The First Intifada began with women organizing to create infrastructure and collective resources that would allow Palestinians to boycott Israeli goods and services, and strike from jobs in Israel, putting direct economic pressure upon Israel to negotiate with them.
Groups like Hamas added violence to the uprising: throwing massive rocks and Molotov cocktails at Israelis, and shooting them. Israel responded with violence: using brutal force to shut down protests, even breaking people's hands or shooting them.
But just like Gaza under Egypt, it did not become a genocide.
Within three years, Israel and Palestine were in negotiations that resulted in the Oslo Accords.
The Second Intifada, from 2000-2005, was much more violent. Palestinians felt that both their own government, and Israel's, had failed them. Hamas had spent the intervening time learning and growing.
In the First Intifada, Palestinians "still had a political project; the second manifested a pure despair that now distrusted politics. Hence, the second Intifada provided a context for a blood feast of suicide terrorism that sometimes seemed to seek death for death’s sake."
1,000 Israelis and 3,000 Palestinians died as a result.
2001 marked the largest number of Palestinian deaths at Israeli hands in any one year -- until 2023.
But that was not a genocide.
The massive number of suicide bombings during the Second Intifada is also why Israel began to build border walls.

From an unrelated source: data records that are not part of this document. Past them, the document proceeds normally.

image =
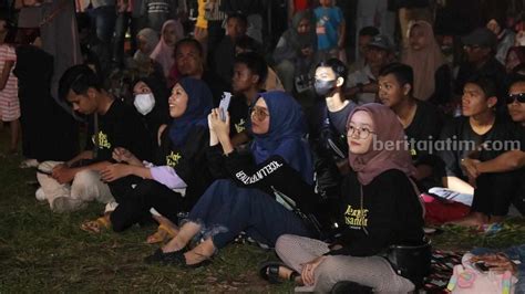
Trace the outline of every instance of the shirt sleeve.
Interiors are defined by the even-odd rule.
[[[186,182],[181,179],[181,177],[172,167],[152,167],[150,171],[152,172],[152,177],[155,181],[158,181],[169,189],[183,189],[187,187]]]

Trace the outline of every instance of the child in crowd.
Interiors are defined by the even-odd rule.
[[[9,154],[16,154],[20,139],[20,102],[18,99],[18,80],[12,73],[17,54],[14,48],[6,43],[9,27],[8,19],[0,17],[0,120],[9,122],[11,141]]]
[[[333,0],[320,0],[313,10],[316,17],[317,44],[321,59],[336,57],[347,62],[344,55],[346,22]],[[341,59],[341,56],[344,56]]]

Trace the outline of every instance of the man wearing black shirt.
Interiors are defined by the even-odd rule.
[[[445,162],[443,185],[456,192],[474,195],[471,214],[459,224],[497,222],[508,212],[515,177],[502,172],[469,179],[461,161],[466,158],[487,161],[502,155],[507,143],[514,141],[515,128],[505,117],[496,115],[497,85],[493,77],[474,76],[463,92],[464,117],[444,127],[441,135],[442,141],[452,143],[439,154]]]
[[[39,200],[47,199],[58,212],[74,211],[91,200],[113,200],[100,171],[112,165],[113,149],[124,147],[142,159],[150,159],[152,144],[138,114],[115,101],[95,73],[85,65],[69,69],[60,81],[60,97],[73,109],[93,115],[86,148],[66,162],[45,161],[37,174],[42,189]],[[90,139],[91,138],[91,139]]]
[[[182,76],[189,76],[205,82],[214,97],[214,105],[218,106],[223,93],[229,92],[229,83],[223,80],[204,65],[204,51],[195,39],[183,39],[175,45],[175,64]]]
[[[429,145],[439,138],[442,122],[433,105],[412,96],[413,81],[412,67],[391,63],[379,73],[378,96],[382,104],[398,115],[403,125],[413,164],[418,169],[414,178],[421,188],[428,190],[440,186],[441,179],[436,179],[436,174],[442,165],[440,158],[432,155],[432,150],[418,147],[420,141]]]
[[[471,179],[477,179],[483,174],[506,172],[519,170],[519,186],[513,199],[513,204],[525,214],[525,81],[517,81],[511,85],[506,104],[513,122],[516,123],[516,133],[519,138],[521,149],[506,151],[498,157],[480,161],[465,158],[462,167]]]

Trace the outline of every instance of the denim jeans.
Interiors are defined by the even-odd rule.
[[[517,283],[515,285],[515,292],[514,293],[525,294],[525,244],[507,248],[507,249],[504,249],[504,250],[494,250],[494,249],[487,249],[487,248],[474,248],[471,252],[474,255],[503,252],[511,260],[519,261],[521,264],[518,264],[518,266],[517,266],[517,269],[518,269]]]
[[[309,237],[295,212],[279,204],[274,196],[255,188],[241,188],[233,180],[216,180],[192,209],[188,220],[203,225],[217,249],[245,231],[257,242],[274,246],[281,234]]]

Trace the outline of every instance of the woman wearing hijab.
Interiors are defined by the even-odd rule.
[[[251,108],[254,140],[245,154],[233,148],[229,116],[223,122],[219,113],[216,108],[208,116],[209,156],[215,160],[214,174],[223,174],[225,179],[206,190],[179,233],[146,258],[148,263],[185,267],[207,264],[217,249],[241,231],[269,246],[285,233],[311,234],[306,222],[290,211],[294,206],[309,211],[316,197],[310,149],[302,138],[303,117],[297,102],[285,92],[261,93]],[[204,232],[204,241],[186,251],[199,232]]]
[[[152,60],[161,64],[164,76],[169,77],[169,70],[175,63],[174,50],[175,43],[184,38],[184,29],[178,20],[166,21],[161,31],[161,41],[150,55]]]
[[[158,33],[150,28],[142,29],[136,34],[136,43],[138,44],[138,50],[133,55],[133,59],[138,63],[150,62],[150,55],[158,44]]]
[[[317,35],[313,31],[312,15],[300,11],[294,15],[291,28],[282,33],[274,51],[277,74],[291,93],[296,76],[308,75],[315,65]]]
[[[403,148],[403,128],[387,106],[366,104],[350,114],[347,141],[352,171],[341,189],[340,237],[328,244],[281,235],[276,252],[286,265],[270,264],[261,275],[295,281],[302,285],[300,292],[328,293],[336,283],[351,281],[373,292],[409,293],[414,283],[379,256],[391,245],[422,244],[424,238],[422,208],[410,180],[415,169]]]
[[[514,73],[514,70],[522,64],[525,64],[525,46],[513,46],[508,49],[505,59],[505,70],[507,74]]]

In 2005, Israel unilaterally decided to dismantle all its settlements in Gaza and withdraw all its troops.
In 2007, Hamas staged a violent coup, kicking the Palestinian government out of Gaza and running it as a far-right fundamentalist dictatorship. This prompted both Egypt and Israel to close their borders with Gaza.
Hamas has started every single war Israel has been in since then, and broken every ceasefire they've had.
In fact, Israel has never been at war with Palestine.
Only with Hamas, in Gaza.
Hamas has been claiming ongoing genocide since 1988, with no examples or arguments for that.
Meanwhile, the population of Palestine has only grown, and its life expectancy is now equal to that of the U.S.
That's where the claim now, of almost 80 years of genocide, comes from: Groundless Hamas propaganda.
The Israeli Genocide Force has got to be the most pathetic "fighting force" in history. "Hungry people showed up to get an announced flour distribution, and we were so SCARED we had to kill 150 of them (many of them children) and wound a bunch of others while they were running away!"
If you're still pro-Israel, fuck you. Zionism as practiced by Israel is basically just Naziism directed at a different target. If that objectively accurate statement offends you, go fuck yourself; you're a shitty person.
And if you think it's antisemitic to oppose Israel and its nearly 8 decades of genocide against Palestinians, you're not worth even attempting a conversation with. Netanyahitler is not some kind of "Jewish pope," dumbass, and Zionist does not equal Jew.
Israel is a white colonialist ethnostate based on genocide and ethnic cleansing, and should not exist. Period. "But where would Jews go if not for Israel?" There were plenty of Jews in Palestine before Europeans invaded and kicked them out of their homes and businesses and land for being brown. If the white invaders have a problem with giving back what they stole, that's a them problem.
Israeli bootlickers and genocide enthusiasts try to frame Palestinians striking back after nearly 80 years of oppression as "violence against Jews," when it's no more "Jew-targeted violence" than Native Americans opposing the European invaders was "Christian-targeted violence."
Oh, and if you believe ANY Israeli propaganda after all the lies they've been forced to admit to, you don't have the critical thinking skills of a rock.
TL;DR: Love Jews, love Palestinians, hate Israel and the IGF with the passion of a million burning suns.